When using Facebook, most users think they’re dealing with real people, real companies and honest application developers. Why? After all, it’s still the Internet.
But that’s not the only way people screw up and cause themselves costly errors and legal battles. Here are some easy ways anyone could get caught on the wrong side of the law or out of pocket just from a quick visit to Facebook.
Real Names Does NOT Mean Friendly People
Facebook’s real name policy means that most of the people you see are actually using their real name. It lulls people into a false sense of security, which can lead to trouble. This helps scams like the Western Union transfer scam and work at home scams take hold, because it starts with a local group and a friendly looking face with a real profile. The same goes for most scams on Facebook: if the post from your friend looks dodgy, it’s pretty likely they were hacked.

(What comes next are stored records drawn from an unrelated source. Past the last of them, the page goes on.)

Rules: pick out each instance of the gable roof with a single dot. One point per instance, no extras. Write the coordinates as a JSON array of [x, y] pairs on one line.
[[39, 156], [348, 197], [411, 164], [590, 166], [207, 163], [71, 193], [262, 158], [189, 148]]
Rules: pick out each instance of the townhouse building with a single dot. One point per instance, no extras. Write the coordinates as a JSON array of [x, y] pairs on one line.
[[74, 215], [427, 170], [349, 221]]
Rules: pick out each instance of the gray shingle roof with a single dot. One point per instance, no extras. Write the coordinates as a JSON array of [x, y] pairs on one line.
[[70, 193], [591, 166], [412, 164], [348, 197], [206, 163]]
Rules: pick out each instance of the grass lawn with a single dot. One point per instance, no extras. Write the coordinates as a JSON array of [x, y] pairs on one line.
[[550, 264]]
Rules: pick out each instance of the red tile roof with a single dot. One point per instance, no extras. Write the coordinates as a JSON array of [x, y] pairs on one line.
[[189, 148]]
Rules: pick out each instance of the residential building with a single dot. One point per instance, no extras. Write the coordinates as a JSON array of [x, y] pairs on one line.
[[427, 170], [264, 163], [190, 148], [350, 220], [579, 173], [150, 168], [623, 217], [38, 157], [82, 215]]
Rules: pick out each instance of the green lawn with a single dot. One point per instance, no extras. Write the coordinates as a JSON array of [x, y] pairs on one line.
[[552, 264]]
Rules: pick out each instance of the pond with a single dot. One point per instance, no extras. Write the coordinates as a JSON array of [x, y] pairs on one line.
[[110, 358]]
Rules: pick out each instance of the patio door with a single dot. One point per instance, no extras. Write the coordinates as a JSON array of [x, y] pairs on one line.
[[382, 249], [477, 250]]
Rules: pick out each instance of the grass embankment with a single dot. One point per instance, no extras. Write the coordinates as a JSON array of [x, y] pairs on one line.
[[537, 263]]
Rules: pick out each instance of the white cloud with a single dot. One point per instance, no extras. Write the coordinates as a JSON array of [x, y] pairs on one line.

Careless Words Can Cost You
So, you’re grumpy at your boss’s decision and you lashed out in a Facebook update? You could lose your job. Or maybe you griped about a piece of software you use for your job, could that be considered sharing company secrets? If so, you might lose your job and be up for a lawsuit. A bad attitude, inappropriate photos or poor grammar could also make you look like a bad decision in the eyes of an employer.
Jobs aside, there are other ways to let careless words cost you on Facebook. Recently, a girl called Dana Snay has potentially cost her father $80,000 by telling the world about how he won his lawsuit: all because he had agreed to a confidentiality clause in the fine print. Dana also presumably had the sense to delete the post soon after it caused trouble, but not to remove this reputation-killing photo of herself.
Another way to get in trouble with the law quickly with careless words is to mention people or products in your updates, as you might unwillingly infringe on trademarks or have your post considered slander or libel (usually only enforced if the company or person doesn’t like your post in some way).
Employers Shouldn’t Look At Profiles Before Interviewing
Good HR managers are probably well aware of this, but small business owners may not have thought of it yet: if you go looking at Facebook profiles before you interview a person, the candidate may well feel they have been discriminated against for some reason. Given how much a lawsuit of that sort could cost you, it’s best to leave these checks until after the interview. Or perhaps never.
Data Costs Can Add Up
When you’re using Wi-Fi at home, it’s no big deal for most people. You look at Facebook on your phone and upload photos and there’s nothing to worry about. Once you start using 3G or 4G data plans, you are usually facing a lower data cap and could face a large bill by using too much data. If you go overseas it gets exponentially worse, with roaming data costs set at exorbitant amounts for most carriers worldwide.
You may recall the story of a British teenager who cost her dad $6,000 by uploading Facebook photos while in America. Now, while her case is exceptional —and she clearly agreed to going over $500 where most people would have stopped — you can see how these things can quickly get out of hand and cause a whopping bill for you to pay.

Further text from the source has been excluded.